Gateway Proxy
AuditTrail ships an OpenAI-compatible gateway proxy at
/api/v1/gateway/proxy/v1. Drop your existing OpenAI / Anthropic /
Azure SDK base URL onto it and get full-fidelity traces with zero
code changes. No re-instrumentation; no @traceable decorators.
Why it's useful
- Zero-code integration — any OpenAI-compatible client (SDK or cURL) routes through the proxy and is automatically traced.
- Virtual keys per user — issue scoped
at-gw-…keys from/settings/gateway. The real provider key stays on the server. - Rate / spend limits — bound per-user call rate and monthly spend without asking every SDK caller to implement quotas.
- Routing — swap providers (OpenAI ↔ Anthropic ↔ local vLLM) without touching client code.
Quickstart
# 1. Configure a provider key on the server (once, via /settings/gateway)
# AuditTrail encrypts + stores under a tenant virtual key.
# 2. Point your OpenAI SDK at the proxy
export OPENAI_BASE_URL="https://auditrail.yourco.com/api/v1/gateway/proxy/v1"
export OPENAI_API_KEY="at-gw-YOUR-VIRTUAL-KEY"
# 3. Call as usual — traces flow into AuditTrail automatically
python -c "from openai import OpenAI; c = OpenAI(); \
print(c.chat.completions.create(model='gpt-4o', messages=[{'role':'user','content':'hi'}]).choices[0].message.content)"How it works under the hood
- Client sends
POST /api/v1/gateway/proxy/v1/chat/completionswith anat-gw-*virtual key in theAuthorizationheader. - Gateway resolves the virtual key → tenant → provider key (Fernet- encrypted at rest, same storage machinery as the Assistant).
- Streams the request to the real provider endpoint.
- Observes the stream, buffers span events, writes a
Trace+ childSpanrows tagged with the tenant's user id. - Returns the provider's response bytes untouched.
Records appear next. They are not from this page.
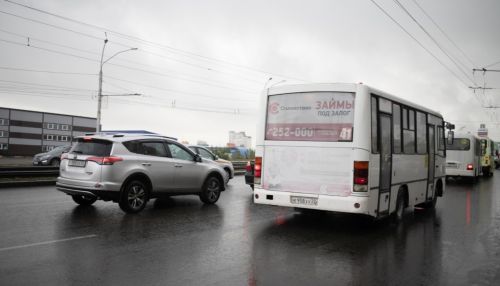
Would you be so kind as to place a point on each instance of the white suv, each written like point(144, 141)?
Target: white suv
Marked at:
point(131, 169)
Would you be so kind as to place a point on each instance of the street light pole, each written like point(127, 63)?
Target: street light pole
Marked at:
point(99, 94)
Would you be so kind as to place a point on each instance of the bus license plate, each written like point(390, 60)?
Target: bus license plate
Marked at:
point(308, 201)
point(77, 163)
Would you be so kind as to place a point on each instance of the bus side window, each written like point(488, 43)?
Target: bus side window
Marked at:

Spans carry the standard OTel gen_ai.* attribute contract so the
exact same trace shape lands regardless of whether you use the
gateway, one of the first-party SDKs, or an external OTel exporter.
Supported endpoints
Initial v1.1 coverage:
POST /api/v1/gateway/proxy/v1/chat/completions(streaming + non-streaming)GET /api/v1/gateway/proxy/v1/models— proxied from the real provider
Not yet supported: embeddings, audio, images, fine-tuning — tracked on the roadmap.
Virtual key management
| Method | Path | Purpose |
|---|---|---|
GET | /api/v1/gateway/keys | List virtual keys (last4 only) |
POST | /api/v1/gateway/keys | Create a new at-gw-* key with optional rate / spend caps |
DELETE | /api/v1/gateway/keys/{id} | Revoke immediately |
Each key has its own rate limit and monthly spend cap so you can hand one to a noisy consumer without risking the bill.
Tenant isolation
Every trace and span is tagged with the virtual key's owning user. Cross-tenant data is impossible by construction — the proxy never looks up rows on another user's scope.
Rate limits
The proxy inherits the downstream provider's rate limits plus the virtual key's own configured cap (default: 60/min, configurable at creation). Exceeding either returns 429.